Pakistan Press Foundation

IHC moved against new rules for regulating social media

Pakistan Press Foundation

ISLAMABAD: A constitutional writ petition has been filed before the Islamabad High (IHC) challenging the Citizen Protection (Against Online Harm) Rules 2020.

Chief Justice Athar Minallah is scheduled to hear the petition on Monday (tomorrow).

The petition has been moved by Advocate Usama Khawar on behalf of Asad Baig, an Islamabad-based journalist and the founder and the executive director of Media Matters for Democracy.

Expressing concern over the rules, the petitioner has requested the court to declare them ultra vires the Prevention of Electronic Crimes Act, 2016 and the Pakistan Telecommunication (Re-organization) Act, 1996, and fundamental rights of the citizens secured in the Constitution, namely, the right to access to information and freedom of expression, the doctrine of delegated legislation, and Pakistan’s international commitments and obligations.

Making the federal government, Ministry of Information Technology and Telecommunication and Pakistan Telecommunication Authority (PTA) as respondents, Khawar requested the court to suspend the implementation of the rules.

According to Advocate Usama, civil society rights watchdogs, journalists, activists, and global internet giants have opposed the new rules for regulating social media. The Human Rights Commission of Pakistan (HRCP) has expressed its concerns that the authorities wanted to use the regulations to control the “freedom of expression and opinion in the guise of protecting “religious, cultural, ethnic, and national security sensitivities”.

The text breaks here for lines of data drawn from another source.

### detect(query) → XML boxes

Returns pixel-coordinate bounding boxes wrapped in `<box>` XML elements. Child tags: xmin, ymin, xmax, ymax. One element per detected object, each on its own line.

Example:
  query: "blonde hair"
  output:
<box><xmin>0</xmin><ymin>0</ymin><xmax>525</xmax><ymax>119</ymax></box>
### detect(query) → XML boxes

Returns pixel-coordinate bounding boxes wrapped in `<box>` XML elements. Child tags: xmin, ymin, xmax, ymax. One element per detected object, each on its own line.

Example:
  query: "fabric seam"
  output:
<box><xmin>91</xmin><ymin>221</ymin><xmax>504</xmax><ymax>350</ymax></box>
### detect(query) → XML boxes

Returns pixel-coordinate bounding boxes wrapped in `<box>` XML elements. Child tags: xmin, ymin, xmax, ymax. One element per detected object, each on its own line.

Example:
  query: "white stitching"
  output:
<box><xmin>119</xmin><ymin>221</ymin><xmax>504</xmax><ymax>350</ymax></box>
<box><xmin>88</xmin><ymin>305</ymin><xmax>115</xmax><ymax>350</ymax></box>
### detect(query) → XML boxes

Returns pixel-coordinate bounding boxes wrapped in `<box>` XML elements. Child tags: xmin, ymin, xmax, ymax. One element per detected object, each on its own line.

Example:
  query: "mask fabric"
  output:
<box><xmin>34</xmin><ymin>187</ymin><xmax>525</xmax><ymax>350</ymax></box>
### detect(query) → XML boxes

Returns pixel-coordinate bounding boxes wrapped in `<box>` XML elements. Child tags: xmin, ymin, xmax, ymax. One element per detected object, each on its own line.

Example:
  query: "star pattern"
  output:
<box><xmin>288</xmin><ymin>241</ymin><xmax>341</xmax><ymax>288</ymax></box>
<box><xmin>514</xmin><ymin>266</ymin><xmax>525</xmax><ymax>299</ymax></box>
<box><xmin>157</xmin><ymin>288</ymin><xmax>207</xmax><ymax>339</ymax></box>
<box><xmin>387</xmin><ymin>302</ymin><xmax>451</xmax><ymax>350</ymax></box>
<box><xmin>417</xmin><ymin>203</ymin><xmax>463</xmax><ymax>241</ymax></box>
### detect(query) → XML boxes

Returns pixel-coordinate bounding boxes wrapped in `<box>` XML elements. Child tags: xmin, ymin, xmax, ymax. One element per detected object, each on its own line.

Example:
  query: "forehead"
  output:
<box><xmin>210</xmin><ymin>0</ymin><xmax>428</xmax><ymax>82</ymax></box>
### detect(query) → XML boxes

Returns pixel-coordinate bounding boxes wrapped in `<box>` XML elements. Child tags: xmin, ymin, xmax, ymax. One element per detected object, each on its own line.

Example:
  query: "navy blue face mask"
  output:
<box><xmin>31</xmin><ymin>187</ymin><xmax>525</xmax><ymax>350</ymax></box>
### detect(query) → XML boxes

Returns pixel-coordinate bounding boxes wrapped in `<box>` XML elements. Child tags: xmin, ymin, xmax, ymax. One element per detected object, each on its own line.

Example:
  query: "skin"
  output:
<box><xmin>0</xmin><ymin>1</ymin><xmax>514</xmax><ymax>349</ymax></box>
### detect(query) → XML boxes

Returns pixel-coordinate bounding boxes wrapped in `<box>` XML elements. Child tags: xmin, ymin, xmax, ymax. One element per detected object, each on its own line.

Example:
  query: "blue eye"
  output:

Superior bars of the country, including the Pakistan Bar Council and the Supreme Court Bar Association, has also voiced concerns about the rules. Similarly, the Asia Internet Coalition (AIC), an association of leading internet and tech companies including Google, Facebook, Apple, Twitter, Amazon, Airbnb, Booking.com, Expedia Group, Yahoo, Grab, LinkedIn, and Rakuten, has warned the Prime Minister that the rules would severely cripple the growth of Pakistan’s digital economy and make it extremely difficult for its members to make their services available to the country’s users and businesses.

According to the petitioner, “The office of National Coordinator has been given broad and sweeping powers affecting the fundamental rights of citizens. National Coordinator’s powers are dictatorial and no place in a democratic society.”